Solução inspirada na natureza

Para contornar esse problema, a equipe se inspirou em sistemas biológicos, como enzimas e metaloproteínas, que conseguem operar de forma estável mesmo em ambientes químicos complexos. A partir dessa ideia, os pesquisadores desenvolveram um meio redox ativo, um ambiente químico que controla as reações de oxidação e redução, batizado de NB-RAM.

Esse sistema funciona como uma espécie de “proteção inteligente” para o nióbio, permitindo que o metal alterne seus estados eletrônicos durante os ciclos de carga e descarga sem se degradar. Na prática, isso garante maior durabilidade e estabilidade ao funcionamento da bateria.

Ajuste fino e testes em formatos industriais

A consolidação do projeto contou com a liderança da pesquisadora Luana Italiano, da USP, responsável por cerca de dois anos de refinamento técnico do sistema. Segundo ela, o principal desafio foi encontrar o equilíbrio ideal entre proteção e desempenho energético.

“Se o material for protegido demais, a bateria perde eficiência. Se for protegido de menos, o nióbio se degrada”, explica.

Após esse ajuste fino, o protótipo passou a operar de forma estável não apenas em bancada, mas também em formatos próximos aos utilizados pela indústria. A bateria foi testada em células do tipo coin (formato de moeda) e pouch (baterias laminadas e flexíveis), em parceria com o pesquisador Hudson Zanin, da Universidade Estadual de Campinas (Unicamp). Os testes incluíram diversos ciclos de carga e descarga, comprovando a viabilidade técnica da solução.

Inovação, patente e potencial estratégico

A tecnologia já teve patente depositada pela USP e apresenta características compatíveis com as exigências do mercado atual de armazenamento de energia. Para avançar para a etapa final de desenvolvimento e ampliar a produção em escala, os pesquisadores defendem a criação de um centro multimodal de pesquisa e inovação, reunindo universidades, governos e startups de base tecnológica.

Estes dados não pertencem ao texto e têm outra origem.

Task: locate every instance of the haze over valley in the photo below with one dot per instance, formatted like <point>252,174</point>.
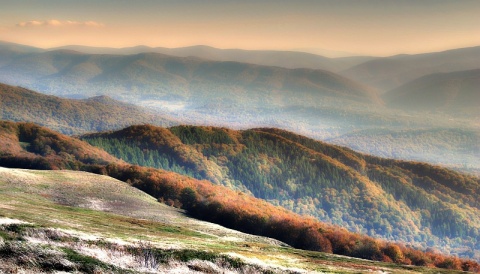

Para Crespilho, o projeto vai além do avanço científico e reforça o papel estratégico da mineração e da ciência nacional. “Essa bateria mostra que o Brasil pode ir além da exportação de matérias-primas e assumir a liderança no desenvolvimento de tecnologias, desde que a ciência seja tratada como prioridade”, afirma.

O avanço reforça o potencial do nióbio, mineral no qual o Brasil detém as maiores reservas conhecidas do mundo, como base não apenas para exportação, mas também para o desenvolvimento de tecnologias de alto valor agregado ligadas à transição energética e à inovação industrial.